Re: Web mirroring

Reinier Post (reinpost@win.tue.nl)
Mon, 5 Dec 1994 11:52:15 +0100 (MET)


You (libwww-perl-request@ics.UCI.EDU) write:

>Quoth Martijn Koster;
>
>> Hmm, that's open to debate. For example Oscar's script doesn't use
>> If-modified-since or even HEAD last time I looked, so someone
>> mirroring hundreds of documens daily means pulling them all accross
>> every time, which adds an unecesarry load to the server, which IMHO
>> is unethical.
>
>Yecch. (No offense, Oscar, but...)

No offense possible; his script predates the header by many months.
This is another reason for running the script with a cache; the cache
will do this for you.

>Well, the libwww-perl kit includes code for performing HEADs and
>if-modified-since GETs, also includes code which implements the
>robot-exclusion standard, and I can probably track down the code I saw
>for frobbing relative URLs. All I need as glue is some code to scan
>through a received HTML document and return a list of referenced URLs.
>
>Being a Perl beginner, I'm not confident of my ability to perform that
>kind of scan, especially with the number of malformed anchors (<a
>href="http://site/>) out there.

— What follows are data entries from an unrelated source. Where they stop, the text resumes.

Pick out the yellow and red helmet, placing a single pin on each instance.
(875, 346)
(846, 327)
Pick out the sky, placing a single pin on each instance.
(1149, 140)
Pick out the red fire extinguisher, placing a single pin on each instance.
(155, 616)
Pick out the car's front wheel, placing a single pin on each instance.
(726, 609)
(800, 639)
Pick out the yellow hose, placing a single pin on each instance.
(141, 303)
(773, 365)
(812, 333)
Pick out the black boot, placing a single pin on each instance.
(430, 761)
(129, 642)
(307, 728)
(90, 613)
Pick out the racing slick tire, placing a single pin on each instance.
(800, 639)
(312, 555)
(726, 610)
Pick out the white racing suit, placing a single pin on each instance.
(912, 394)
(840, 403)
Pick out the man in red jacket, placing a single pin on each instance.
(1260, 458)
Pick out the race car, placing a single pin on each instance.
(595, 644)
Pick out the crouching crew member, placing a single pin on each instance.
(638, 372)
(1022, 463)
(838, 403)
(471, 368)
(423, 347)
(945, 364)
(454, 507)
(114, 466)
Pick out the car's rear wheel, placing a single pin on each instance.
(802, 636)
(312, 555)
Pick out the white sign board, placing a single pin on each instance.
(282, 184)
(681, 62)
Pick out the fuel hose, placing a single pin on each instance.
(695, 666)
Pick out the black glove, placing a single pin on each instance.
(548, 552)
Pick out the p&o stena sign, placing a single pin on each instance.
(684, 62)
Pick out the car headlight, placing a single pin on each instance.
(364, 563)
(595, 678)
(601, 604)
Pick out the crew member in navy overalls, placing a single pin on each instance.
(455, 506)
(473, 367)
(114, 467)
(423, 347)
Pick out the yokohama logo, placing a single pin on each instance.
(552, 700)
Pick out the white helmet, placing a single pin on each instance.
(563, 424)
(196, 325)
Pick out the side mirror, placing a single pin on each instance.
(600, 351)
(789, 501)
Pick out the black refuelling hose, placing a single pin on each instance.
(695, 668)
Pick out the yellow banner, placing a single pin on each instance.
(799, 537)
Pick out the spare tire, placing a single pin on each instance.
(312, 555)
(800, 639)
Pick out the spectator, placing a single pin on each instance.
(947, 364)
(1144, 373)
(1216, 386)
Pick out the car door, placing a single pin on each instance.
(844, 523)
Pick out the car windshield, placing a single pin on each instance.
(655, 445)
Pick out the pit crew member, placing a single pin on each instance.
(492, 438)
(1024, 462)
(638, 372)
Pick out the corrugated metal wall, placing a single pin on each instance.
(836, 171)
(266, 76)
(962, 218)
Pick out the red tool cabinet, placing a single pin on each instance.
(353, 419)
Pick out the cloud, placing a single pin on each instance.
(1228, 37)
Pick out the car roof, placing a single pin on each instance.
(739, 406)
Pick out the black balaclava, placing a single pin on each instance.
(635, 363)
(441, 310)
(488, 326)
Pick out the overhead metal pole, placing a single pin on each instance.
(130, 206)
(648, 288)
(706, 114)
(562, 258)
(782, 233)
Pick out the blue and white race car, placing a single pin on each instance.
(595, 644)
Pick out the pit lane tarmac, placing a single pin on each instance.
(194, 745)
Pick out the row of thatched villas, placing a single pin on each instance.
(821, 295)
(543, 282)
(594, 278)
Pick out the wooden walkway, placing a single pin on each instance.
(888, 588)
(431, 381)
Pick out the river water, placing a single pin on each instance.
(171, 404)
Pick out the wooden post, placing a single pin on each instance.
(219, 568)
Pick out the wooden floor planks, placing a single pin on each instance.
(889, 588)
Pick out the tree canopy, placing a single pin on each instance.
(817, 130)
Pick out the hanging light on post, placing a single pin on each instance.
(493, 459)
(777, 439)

If code exists, I'd love a copy.

This is a script I use to extract URLs from saved news and email messages.
It is just a hack.  (MOMspider, a robot based on libwww-perl, does the same
job more thoroughly.)

#!/usr/local/bin/perl

# geturls - extract URLs from text

@urls = ();  # none yet

while (<>)
{
  if (/:\// && (
    (/http:/   && /http:[^\n ",')>]+/)   ||
    (/gopher:/ && /gopher:[^\n ",')>]+/) ||
    (/file:/   && /file:[^\n ",')>]+/)   ||
    (/ftp:/    && /ftp:[^\n ",')>]+/)    ||
    (/news:/   && /news:[^\n ",')>]+/) ) )
  {
    # yummy, looks like there's a URL in this line
    push(@urls,$&);
  }
}

sort(@urls);

$last = '';
foreach (@urls)
{
  if ($last ne $_)
  {
    print "$_\n";
    $last = $_;
  }
}

# end of script

>That caveat aside, there shouldn't be too much in the way of me
>putting together a gratuitously friendly robot to gently update local
>copies of document trees on a regular basis.
>
>Yes, I'll test it locally :).
>
>>> Not specifically, and it doesn't seem to be worthwhile, either.
>>> Robots + caches are superior to mirror programs, except for very
>>> large sets of documents.
>
>> I still think they'd be useful on occasion.
>
>Indeed.

If a mirror program is your word for a robot, then the question is whether
or not it must be run through a properly configured cache.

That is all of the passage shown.